The legal right to challenge unlawful or indefinite imprisonment, fundamental to justice.

Explanation

Habeas corpus is the legal right of a person detained by the state to challenge the lawfulness of their detention before a court, requiring the detaining authority to produce the prisoner and justify the imprisonment. The right is guaranteed in Canada by section 10(c) of the Charter of Rights and Freedoms, which entitles everyone on arrest or detention 'to have the validity of the detention determined by way of habeas corpus and to be released if the detention is not lawful'.

The writ of habeas corpus dates from English common law, with formal codification in the English Habeas Corpus Act of 1679, and was inherited by Canada through the Constitution Act, 1867 which preserved the existing legal traditions of the founding colonies. Canadian courts have applied the writ to challenge detentions in immigration holding centres, prisons, military facilities, and psychiatric institutions, with the Supreme Court of Canada confirming its scope in Mission Institution v. Khela (2014).

Habeas corpus carries economic as well as civil weight in Canada. The federal Customs Act, the Criminal Code provisions on remand, and immigration law regularly intersect with the writ; cases involving extended pre-trial custody, border detentions, and immigration holdings have become more frequent as Canada's trade-driven cross-border traffic has grown. Cross-border arrests of Canadian executives (notably the December 1, 2018 detention of Huawei CFO Meng Wanzhou in Vancouver) underscore the intersection between criminal law and Canada's role in global commerce.
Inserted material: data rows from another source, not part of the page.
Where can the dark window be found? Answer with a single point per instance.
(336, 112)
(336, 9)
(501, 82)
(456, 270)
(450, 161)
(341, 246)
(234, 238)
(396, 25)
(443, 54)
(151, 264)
The right is not absolute. Section 1 of the Charter allows reasonable limits demonstrably justified in a free and democratic society, and the Emergencies Act passed in 1988 (replacing the earlier War Measures Act) permits the federal government to suspend certain rights during national emergencies, subject to parliamentary oversight. The Public Order Emergency declared in February 2022 during the Freedom Convoy protests in Ottawa was the first peacetime use of the Act, and the subsequent Rouleau Commission report in February 2023 reviewed its constitutional limits.

Why this matters for your test

Discover Canada lists habeas corpus among the foundational legal rights Canadians inherited from English common law. Knowing that section 10(c) of the Charter guarantees the writ ties the answer to the country's modern constitutional framework.